Iran, the world’s fourth-largest oil exporter, has repeatedly said the market is well-supplied with crude and blames rising prices on speculation, a weak dollar and geopolitical factors.
Oil steadied on Tuesday after touching a record near $140 the previous day, with traders caught between a weaker dollar and expectations that top exporter Saudi Arabia will ramp up output to its highest rate in decades.
Iran has often said it sees no need for the Organization of the Petroleum Exporting Countries (OPEC) to boost output, as the United States and other big oil consumers want.
“As you know the decrease in the dollar’s value and the increase in energy prices are two sides of the same coin which are being introduced as factors behind the recent instability,” Ahmadinejad said.
The president reiterated his view that oil should be sold in a basket of currencies rather than dollars, an idea which has failed to win over other OPEC members, except Venezuela.
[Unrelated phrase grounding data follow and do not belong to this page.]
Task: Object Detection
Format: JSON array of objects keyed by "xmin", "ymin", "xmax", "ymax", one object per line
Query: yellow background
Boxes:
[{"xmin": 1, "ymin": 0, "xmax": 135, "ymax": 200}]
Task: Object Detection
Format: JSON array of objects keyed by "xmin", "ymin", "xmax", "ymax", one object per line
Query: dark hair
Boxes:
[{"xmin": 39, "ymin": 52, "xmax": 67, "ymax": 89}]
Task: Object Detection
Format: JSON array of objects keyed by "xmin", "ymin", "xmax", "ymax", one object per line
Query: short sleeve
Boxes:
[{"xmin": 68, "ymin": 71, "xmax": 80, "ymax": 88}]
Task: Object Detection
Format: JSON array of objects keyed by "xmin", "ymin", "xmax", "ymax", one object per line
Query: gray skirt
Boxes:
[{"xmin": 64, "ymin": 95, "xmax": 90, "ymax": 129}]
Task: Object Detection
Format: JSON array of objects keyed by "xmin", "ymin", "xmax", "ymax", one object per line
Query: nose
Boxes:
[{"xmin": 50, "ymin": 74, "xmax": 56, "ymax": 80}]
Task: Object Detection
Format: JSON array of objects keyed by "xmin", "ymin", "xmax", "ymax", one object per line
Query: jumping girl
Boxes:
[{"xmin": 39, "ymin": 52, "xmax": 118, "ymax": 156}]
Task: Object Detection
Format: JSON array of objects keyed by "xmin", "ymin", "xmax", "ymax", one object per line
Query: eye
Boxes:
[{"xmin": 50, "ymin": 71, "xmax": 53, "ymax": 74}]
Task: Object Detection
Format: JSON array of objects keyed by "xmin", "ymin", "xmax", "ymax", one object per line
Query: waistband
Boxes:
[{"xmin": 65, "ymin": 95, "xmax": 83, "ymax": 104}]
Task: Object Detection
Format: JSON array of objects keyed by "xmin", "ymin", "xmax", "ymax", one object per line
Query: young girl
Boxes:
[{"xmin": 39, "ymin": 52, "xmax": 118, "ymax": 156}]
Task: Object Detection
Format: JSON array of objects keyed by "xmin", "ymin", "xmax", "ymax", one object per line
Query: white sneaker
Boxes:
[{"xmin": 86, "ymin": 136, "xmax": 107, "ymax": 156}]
“The ever-increasing decrease in the dollar’s value is one of the world’s major problems,” he said.
“A combination of the world’s valid currencies should become a basis for oil transactions or (OPEC) member countries should determine a new currency for oil transactions,” he said.
He expressed support for a proposal by Venezuela’s anti-U.S. President Hugo Chavez to create a bank constituted by OPEC members to act as a counterweight to U.S. influence in the world. He also advocated the establishment of an oil bourse.
Iran, embroiled in a standoff with the West over its nuclear programme, has for more than two years been increasing its sales of oil for currencies other than the dollar, saying the weak U.S. unit is eroding its purchasing power.
Ahmadinejad, who has called the dollar a “worthless piece of paper”, suggested a part of its decline was deliberate, without naming any country:
“The planners for some big powers are acting to decrease the dollar’s value,” he said. “For years they imposed inflation and their own economic problems on other nations by injecting the dollar without any support to the global economy.”
Foes since Iran’s 1979 Islamic revolution, Tehran and Washington are also at odds over Tehran’s disputed nuclear activities. Iran says its atomic work is peaceful.